この戦略から考えると、カウンター中心と言うことが不利です。3名以上のテーブル席が必要であり、またこれに対応できるバーテンダーの人数も必要になります。すなわちF↑です。しかし経営者と言うものは、従業員を増やしてF↑すれば、果たしてそれに見合うPQ(売上)が確保できるか、不安になるものです。だがしかし、それを実行しなければQ↑は望むべくもありません。

戦略とは意志です。明確な意志があれば、おそれず、それを実行していくところにこそ、勝機があります。

ここに書いていることは、ダイレクトマーケティングの基本中の基本の考え方です。実は、バーの経営とはダイレクトマーケティング、そのものだったと言うお話しです。 KAI

September 05, 2005

バーのビジネスモデル

今回は、裏麻布のバーの経営を考えてみましょう。

PQ=VQ+F+G
M=F+G
PQ=VQ+M
Q(損益分岐点)=F/(P−V)
(P:売上単価、Q:売上数量、V:変動費単価、PQ:売上、VQ:変動費、M:付加価値、F:固定費、G:利益)

このモデルを使ってバーのビジネスモデルを記述するとこうなります。

<バーA:ビジネスモデル>:
P=6,000[円/人]
V=900[円/人]
F=1,500,000[円]
Q(損益分岐点)=294[人];

1ヶ月30日営業すると、1日約10人の客が入れば、とんとんになる計算です。もっとも、客単価(P)の6000円と言うのも、原価率15%と言うのも、おまけにFが150万円も、KAIが勝手に設定した金額ですので、実際どうなるかは分かりません。

しかし、ここで注意する必要があるのが、この数字は「予測」の数字ではなく、コントロール可能な「前提」の数字であると言うことです。これを具体的に説明します。

まずF(固定費)ですが、内訳の大きなものは家賃と人件費です。家賃はすでに大家さんとの交渉で決まっていますが、これは開店前の交渉でコントロールできます。人件費とは従業員の給料と、経営者も現場で働くならその給料も含まれます。採用する従業員の人数によって給料も大きくコントロールできます。つまりF=150万円と言う数字は、経営者が自分で決める数字であると言うことです。

次に、P(客単価)です。内訳は1杯の飲み物の単価とテーブルチャージですが、これらを積み上げてもPは出てきません。全く逆で、まずPを最初に決めます。どう言うことかと言えば、客単価とはお店の、想定される客層次第でいかようにもなると言うことです。ある程度お金にゆとりがある客層を相手にするのであれば、P=8000円が目安になります。これに一人平均何杯の飲み物を飲むかを設定して例えば3杯として計算すると、1杯2700円になります。これでは1杯が高くなりすぎますので、例えばテーブルチャージを2000円として計算し直すと、1杯2000円となります。これは単価の高いモルトウイスキーなどを加えることで十分実現可能な単価となります。

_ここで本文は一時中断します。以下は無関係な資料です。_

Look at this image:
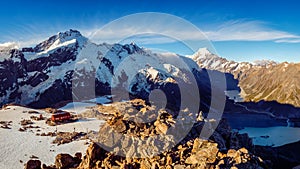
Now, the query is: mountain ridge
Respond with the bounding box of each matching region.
[190,49,300,107]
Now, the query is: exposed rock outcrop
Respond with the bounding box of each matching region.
[37,100,265,169]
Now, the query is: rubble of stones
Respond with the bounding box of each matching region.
[0,121,12,129]
[51,132,87,145]
[25,99,267,169]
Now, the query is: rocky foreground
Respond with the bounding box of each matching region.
[25,100,268,169]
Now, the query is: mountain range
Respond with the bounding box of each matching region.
[189,48,300,107]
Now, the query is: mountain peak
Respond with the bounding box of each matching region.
[34,29,87,52]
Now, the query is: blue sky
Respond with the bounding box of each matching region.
[0,0,300,62]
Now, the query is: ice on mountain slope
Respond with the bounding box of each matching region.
[1,30,204,105]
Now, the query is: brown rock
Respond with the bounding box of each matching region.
[154,122,168,134]
[55,154,78,169]
[114,119,126,133]
[25,160,42,169]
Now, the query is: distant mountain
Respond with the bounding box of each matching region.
[0,30,237,110]
[190,48,300,107]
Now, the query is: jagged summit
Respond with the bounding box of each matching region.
[33,29,88,52]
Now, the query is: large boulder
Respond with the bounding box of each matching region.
[25,160,42,169]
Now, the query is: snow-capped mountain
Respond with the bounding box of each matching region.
[190,48,300,106]
[0,30,235,107]
[189,48,277,80]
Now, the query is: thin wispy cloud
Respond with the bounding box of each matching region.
[205,20,300,42]
[3,15,300,47]
[83,17,300,44]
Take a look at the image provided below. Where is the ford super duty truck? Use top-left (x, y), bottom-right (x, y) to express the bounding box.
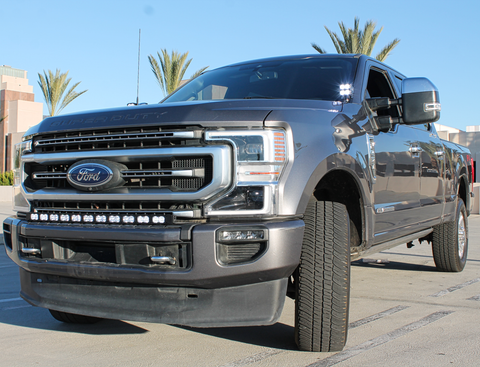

つまり、Pを最初に決めて、それからそれぞれビールであるとかカクテル、モルトと言った飲み物の単価を決めて行くわけです。当然それぞれ出る割合と、市場価格を考慮します。今回のP=6000はこの想定からテーブルチャージを除いた単価を想定しています。こう言ったことは、実際は、経験を積んだ経営者がやれば瞬時に弾き出すというわけです。

残るのがV(変動費単価)、つまりお酒の仕入れ価格です。例えばフルーツカクテルのように旬のものを扱ったとたん、Vは跳ね上がります。当然、ここはフルーツカクテルの1杯の単価を上げることで、原価率(V/P)15%を維持するようにします。

こうした想定の基で、実際に営業してみて1ヶ月、2ヶ月の状況を見ながら、設定した前提の数字である一人3杯と言うのと1杯2000円と言う数字を実際の数字で修正を加えます。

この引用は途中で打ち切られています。